What gave us clues that Mars may have moons before their actual discovery?

The story of the “first discovery” of Martian moons is a funny one! In 1609, the Italian astronomer and scientist, Galileo Galilei, started making telescopic observations of celestial bodies. He was quite good at it, because a year later, he became the very first person to see Mars and four of Jupiter’s largest moons through a telescope! It was during this time that Johannes Kepler, a famous German astronomer, received a letter from Galileo. It contained a coded message (back then, scientists used to regularly communicate with each other this way). To Kepler, it seemed to say “Mars has two moons.” But in reality, Galileo was talking about Saturn’s moons (which were later proven to be its rings)!

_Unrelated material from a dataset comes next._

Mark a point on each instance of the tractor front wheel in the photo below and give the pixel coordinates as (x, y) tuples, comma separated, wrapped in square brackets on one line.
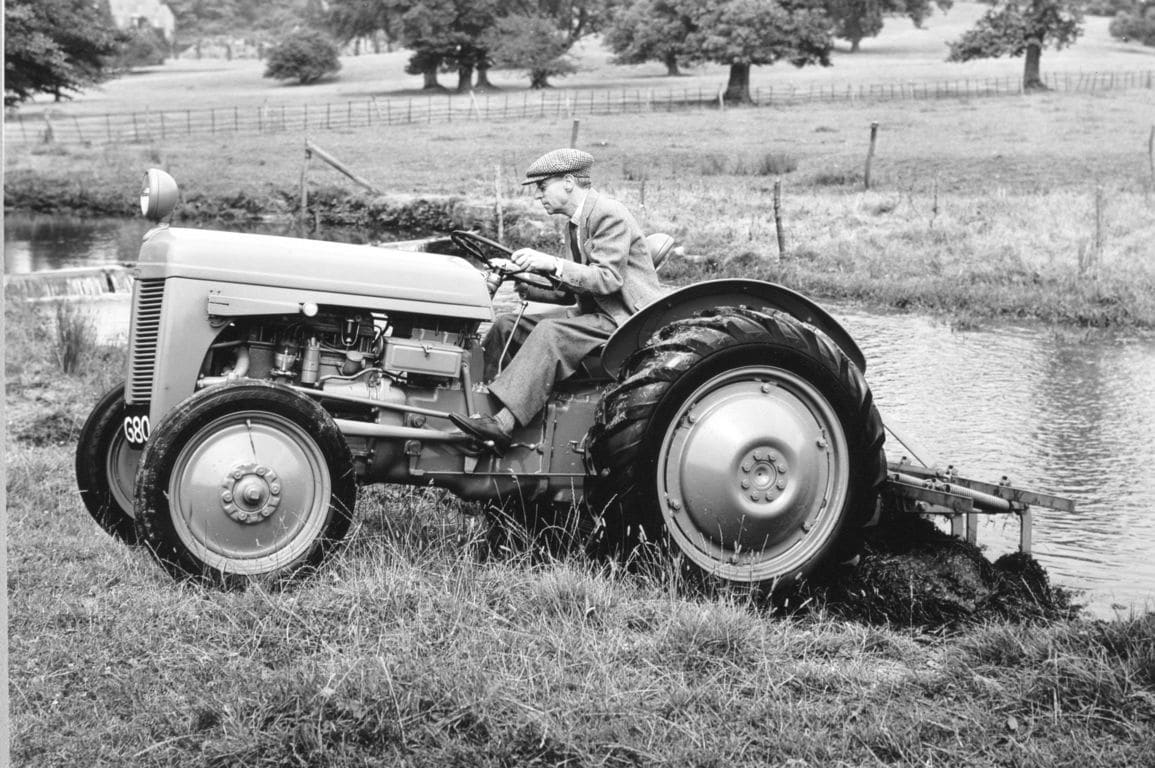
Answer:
[(746, 441), (241, 482), (106, 467)]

The next “clue” came in 1726 in Jonathan Swift’s book Gulliver’s Travels! If you have read it you probably remember the flying island, Laputa, and its astronomy-loving residents who “discover” the two moons of Mars! Maybe Swift was inspired by Kepler, or he simply made a guess based on the number of moons Mercury, Venus, the Earth and Jupiter were then known to have. Twenty-six years later, another writer too used this two-Martian-moons idea in his story, Micromegas, and his name was Voltaire.

These famous works of fiction popularized the concept of Mars having two moons well before they were actually discovered by Asaph Hall in 1877 – more than a century after their publication!